La creación del T100 surgió de una necesidad práctica. A mediados de los años 50, Francia descubrió petróleo en el Sahara argelino, pero los camiones disponibles no podían transportar el equipo en terreno arenoso. Berliet, liderado por Paul Berliet, propuso un transporte gigante similar a un barco pero para la arena del desierto, iniciando así un proyecto único.
Los trabajos de diseño empezaron en enero de 1957, y en solo nueve meses, el primer T100 fue terminado en Lyon. Para agilizar el proceso, se utilizó un motor turbodiésel Cummins V12 de 29,6 litros, que generaba inicialmente 600 caballos de fuerza, ampliándose a 700 más tarde.

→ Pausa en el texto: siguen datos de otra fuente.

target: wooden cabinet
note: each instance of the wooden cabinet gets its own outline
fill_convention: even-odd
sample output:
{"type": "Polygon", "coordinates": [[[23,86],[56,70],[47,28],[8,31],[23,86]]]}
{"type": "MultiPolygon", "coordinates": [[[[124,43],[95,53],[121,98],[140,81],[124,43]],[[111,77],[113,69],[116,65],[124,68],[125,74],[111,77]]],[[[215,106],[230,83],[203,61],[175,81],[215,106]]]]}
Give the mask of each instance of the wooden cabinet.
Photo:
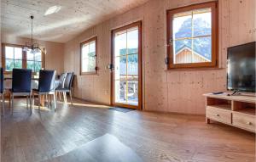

El camión, que medía alrededor de 15,3 metros de largo y 5 metros de ancho, podía transportar más de 100 toneladas.
Antes de ser enviado a su misión, el T100 fue presentado en el Salón del Automóvil de París de 1957, donde impresionó al público y ganó un premio relevante. Posteriormente, los camiones fueron enviados a trabajar en campos petroleros en Argelia, uno de ellos dedicado a la minería de uranio en Francia.
La guerra de independencia de Argelia en 1962 marcó el fin de la utilidad del T100, ya que el interés por el petróleo decayó y surgieron alternativas más accesibles y eficientes en el transporte. Los primeros dos modelos sobrevivieron bajo diferentes condiciones, mientras que uno fue restaurado y ahora funciona, siendo exhibido en eventos como el Rétromobile de París.
A través de su corta pero impactante historia, el Berliet T100 destaca como un ejemplo notable de innovación en ingeniería y adaptación a desafíos geográficos.